Prevents optimistic bias that arises from tuning hyperparameters on the same data used for evaluation. Critical for reliable model selection in FoodSpec.

Why Nested CV Matters: ╔═══════════════════════════════════════╗ │ Single CV (BIASED): │ │ Outer fold → tune hyperparams → eval │ │ Result: 95% accuracy (overfitted) │ ├───────────────────────────────────────┤ │ Nested CV (UNBIASED): │ │ Inner fold → tune hyperparams │ │ Outer fold → eval on unseen data │ │ Result: 82% accuracy (realistic) │ ╚═══════════════════════════════════════╝

Outer Folds (Evaluation): - Use StratifiedKFold to maintain class balance - k=5 (default): 80% train, 20% test per split - Each outer fold tests generalization to completely unseen data

Inner Folds (Hyperparameter Tuning): - Use StratifiedKFold to maintain class balance within training set - k=3 (default): Fast tuning without excessive train/test splits - Only searches over the training portion of each outer fold

Output Interpretation: - test_scores: Outer fold scores (realistic performance estimate) - train_scores: Inner fold scores (may be >95%, don't trust this!) - mean_test_score ± std_test_score: Final model performance

When to Use: - Always use for hyperparameter tuning (grid search, random search) - Every model selection decision should use nested CV - Especially critical with small datasets (n < 200)

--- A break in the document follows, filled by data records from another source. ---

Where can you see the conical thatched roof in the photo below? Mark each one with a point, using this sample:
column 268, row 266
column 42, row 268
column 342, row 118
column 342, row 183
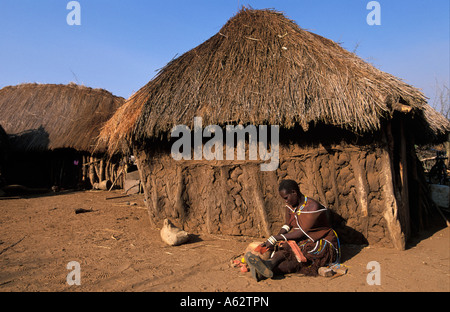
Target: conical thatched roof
column 49, row 116
column 261, row 68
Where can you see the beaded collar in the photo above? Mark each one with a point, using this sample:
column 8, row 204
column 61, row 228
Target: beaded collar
column 299, row 211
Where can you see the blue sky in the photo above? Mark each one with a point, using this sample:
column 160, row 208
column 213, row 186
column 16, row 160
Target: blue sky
column 120, row 45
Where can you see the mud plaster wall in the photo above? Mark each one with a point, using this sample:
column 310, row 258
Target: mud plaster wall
column 237, row 198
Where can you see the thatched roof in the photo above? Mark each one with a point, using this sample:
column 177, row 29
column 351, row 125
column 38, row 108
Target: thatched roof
column 49, row 116
column 262, row 68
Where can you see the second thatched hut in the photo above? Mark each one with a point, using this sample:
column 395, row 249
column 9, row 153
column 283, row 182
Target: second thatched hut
column 53, row 132
column 346, row 133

Real Example: Model selection: Kernel SVM vs. Linear SVM ├─ Without nested CV: RBF kernel 95%, Linear 92% → choose RBF (overfitted) └─ With nested CV: RBF kernel 82%, Linear 83% → choose Linear (more stable)

Red Flags: - train_scores >> test_scores (>15% gap): Check for hyperparameter overfitting - test_scores very noisy (std > mean/2): Increase outer folds or data size - Negative scores: Likely scoring metric issue; check scoring param

Parameters:

Name Type Description Default
estimator sklearn estimator

Model to evaluate (e.g., SVC, RandomForestClassifier)

required
X ndarray

Features array (n_samples, n_features)

required
y ndarray

Target labels (n_samples,)

required
cv_outer int, default 5

Number of outer folds for evaluation

5
cv_inner int, default 3

Number of inner folds for hyperparameter tuning

3
scoring str, default "accuracy"

Scoring metric name from sklearn.metrics Options: "accuracy", "f1", "roc_auc", "precision", "recall"

'accuracy'
fit_params dict

Additional arguments to pass to estimator.fit()

None

Returns:

Name Type Description
dict Dict[str, Any]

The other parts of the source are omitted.